À un moment donné, l’État mauritanien a réellement envisagé de mettre fin à la Zone Franche de Nouadhibou. L’idée n’a jamais été officialisée, mais elle a circulé avec insistance dans les cercles du pouvoir. Trop autonome, trop puissante, trop opaque : la zone franche était devenue un problème politique plus qu’un simple outil économique. Pourtant, l’État n’a pas franchi le pas de la suppression. Non par conviction, mais par calcul. Supprimer la zone franche aurait envoyé un signal désastreux aux investisseurs, ouvert une série de contentieux juridiques liés aux agréments et aux terrains déjà attribués, et provoqué des tensions locales dans une ville déjà fragile socialement. L’État a donc choisi une autre voie, plus discrète et plus efficace : maintenir la structure, mais lui retirer progressivement l’essentiel de ses pouvoirs.
Au fil des années, la Zone Franche de Nouadhibou s’était transformée en un véritable État dans l’État. Elle contrôlait le foncier, orientait l’investissement, décidait de l’attribution des terrains, intervenait dans des domaines relevant normalement des administrations centrales, tout en contournant la commune et parfois même la wilaya. Cette concentration excessive de compétences, sans mécanismes de contrôle solides ni réelle redevabilité politique, a fini par devenir intenable. Le problème n’était plus l’existence de la zone franche, mais ce qu’elle permettait de faire et surtout ce qu’elle permettait de capter.
Face à cette dérive, l’option de la suppression totale a été jugée trop risquée. Elle aurait signifié reconnaître un échec politique majeur et assumer publiquement que l’État avait laissé prospérer une structure incontrôlée pendant des années. À la place, le pouvoir a opté pour une stratégie plus froide : changer les règles sans faire de bruit. La loi fondatrice de 2013 a été abrogée et remplacée par un nouveau cadre juridique, présenté officiellement comme une amélioration de la gouvernance, mais conçu dans les faits pour réduire l’autonomie réelle de la zone franche. Le cœur de cette reprise en main a porté sur le foncier, véritable nerf de la guerre. Le décret adopté en Conseil des ministres sur la délimitation du périmètre de la zone franche n’est pas un texte technique, mais un acte politique majeur : limiter le périmètre, encadrer l’attribution des terrains, empêcher les extensions incontrôlées, c’est retirer à la zone franche son principal levier de pouvoir.
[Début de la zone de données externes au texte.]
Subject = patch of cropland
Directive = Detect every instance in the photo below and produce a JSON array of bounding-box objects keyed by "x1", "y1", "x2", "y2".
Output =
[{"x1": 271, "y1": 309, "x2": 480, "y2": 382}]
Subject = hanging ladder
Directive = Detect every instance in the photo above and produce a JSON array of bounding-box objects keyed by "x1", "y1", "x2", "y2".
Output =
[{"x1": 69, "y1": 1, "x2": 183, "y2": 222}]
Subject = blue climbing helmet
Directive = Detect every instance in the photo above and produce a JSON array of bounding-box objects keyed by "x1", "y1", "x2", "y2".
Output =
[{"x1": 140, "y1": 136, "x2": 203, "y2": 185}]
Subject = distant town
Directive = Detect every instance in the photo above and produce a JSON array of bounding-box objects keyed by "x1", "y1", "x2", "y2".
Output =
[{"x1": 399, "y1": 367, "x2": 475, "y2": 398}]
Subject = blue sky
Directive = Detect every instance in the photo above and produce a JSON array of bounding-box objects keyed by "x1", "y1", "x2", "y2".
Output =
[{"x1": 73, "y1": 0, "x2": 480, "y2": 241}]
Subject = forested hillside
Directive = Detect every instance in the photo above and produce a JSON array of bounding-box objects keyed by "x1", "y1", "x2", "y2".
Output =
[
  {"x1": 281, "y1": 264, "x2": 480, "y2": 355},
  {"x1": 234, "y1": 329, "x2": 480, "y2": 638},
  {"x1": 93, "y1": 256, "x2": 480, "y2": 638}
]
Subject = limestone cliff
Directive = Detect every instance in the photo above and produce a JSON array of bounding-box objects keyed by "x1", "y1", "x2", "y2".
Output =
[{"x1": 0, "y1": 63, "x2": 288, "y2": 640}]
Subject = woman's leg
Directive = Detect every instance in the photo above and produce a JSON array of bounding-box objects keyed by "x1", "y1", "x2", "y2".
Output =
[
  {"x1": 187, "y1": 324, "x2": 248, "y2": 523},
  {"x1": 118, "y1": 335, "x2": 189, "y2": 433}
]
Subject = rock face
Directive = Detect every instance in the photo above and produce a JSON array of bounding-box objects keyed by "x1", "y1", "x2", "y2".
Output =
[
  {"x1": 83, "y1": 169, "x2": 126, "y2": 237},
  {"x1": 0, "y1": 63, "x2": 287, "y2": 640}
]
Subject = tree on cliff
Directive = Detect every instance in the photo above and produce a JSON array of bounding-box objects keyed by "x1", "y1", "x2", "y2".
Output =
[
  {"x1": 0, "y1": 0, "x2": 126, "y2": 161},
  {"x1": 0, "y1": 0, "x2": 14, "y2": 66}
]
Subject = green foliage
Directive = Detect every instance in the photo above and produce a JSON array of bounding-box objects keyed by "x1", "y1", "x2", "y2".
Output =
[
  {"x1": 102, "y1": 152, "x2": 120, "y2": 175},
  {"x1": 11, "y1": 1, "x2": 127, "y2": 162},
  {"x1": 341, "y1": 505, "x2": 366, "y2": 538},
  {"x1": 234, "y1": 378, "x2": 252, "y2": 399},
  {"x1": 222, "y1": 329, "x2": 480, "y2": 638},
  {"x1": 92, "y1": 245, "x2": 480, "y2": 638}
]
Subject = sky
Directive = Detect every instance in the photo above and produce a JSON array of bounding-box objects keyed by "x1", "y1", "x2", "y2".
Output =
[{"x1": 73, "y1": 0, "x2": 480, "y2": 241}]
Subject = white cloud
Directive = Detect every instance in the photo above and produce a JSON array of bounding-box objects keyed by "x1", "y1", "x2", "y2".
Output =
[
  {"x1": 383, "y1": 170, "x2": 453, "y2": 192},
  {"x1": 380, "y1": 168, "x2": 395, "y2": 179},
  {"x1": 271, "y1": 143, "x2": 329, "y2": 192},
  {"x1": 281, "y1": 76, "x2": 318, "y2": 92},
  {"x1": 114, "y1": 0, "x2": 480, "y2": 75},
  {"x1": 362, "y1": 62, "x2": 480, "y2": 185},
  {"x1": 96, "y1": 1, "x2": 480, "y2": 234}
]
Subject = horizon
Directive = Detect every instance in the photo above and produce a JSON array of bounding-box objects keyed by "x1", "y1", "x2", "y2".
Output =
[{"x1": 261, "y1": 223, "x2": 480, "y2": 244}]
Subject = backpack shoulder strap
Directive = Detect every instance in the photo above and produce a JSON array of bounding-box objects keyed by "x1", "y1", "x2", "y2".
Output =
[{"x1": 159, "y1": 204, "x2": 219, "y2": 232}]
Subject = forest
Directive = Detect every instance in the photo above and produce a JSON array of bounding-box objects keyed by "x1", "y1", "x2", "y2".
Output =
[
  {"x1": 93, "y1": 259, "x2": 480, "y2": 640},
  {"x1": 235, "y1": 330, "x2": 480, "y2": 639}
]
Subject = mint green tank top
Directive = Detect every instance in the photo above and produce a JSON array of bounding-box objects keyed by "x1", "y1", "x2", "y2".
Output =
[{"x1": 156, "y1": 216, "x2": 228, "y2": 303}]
Depuis, la zone franche existe toujours, mais elle n’est plus la même. Elle décide moins, elle distribue moins, elle pèse moins. Elle est maintenue pour préserver la façade institutionnelle et éviter un choc économique ou diplomatique, mais elle fonctionne désormais sous une tutelle implicite de l’État central. Cette réforme silencieuse est un aveu non assumé : les pouvoirs de la zone franche avaient été excessifs, la gestion du foncier a été une source majeure de dérives, et l’État a longtemps laissé faire avant de reprendre la main. Supprimer la zone franche aurait été une rupture brutale ; la vider progressivement de ses pouvoirs permettait de corriger sans reconnaître ouvertement l’erreur. La question qui reste ouverte est simple : la Zone Franche de Nouadhibou est-elle encore un véritable outil de développement ou n’est-elle plus qu’une structure affaiblie, conservée pour éviter d’assumer politiquement sa disparition.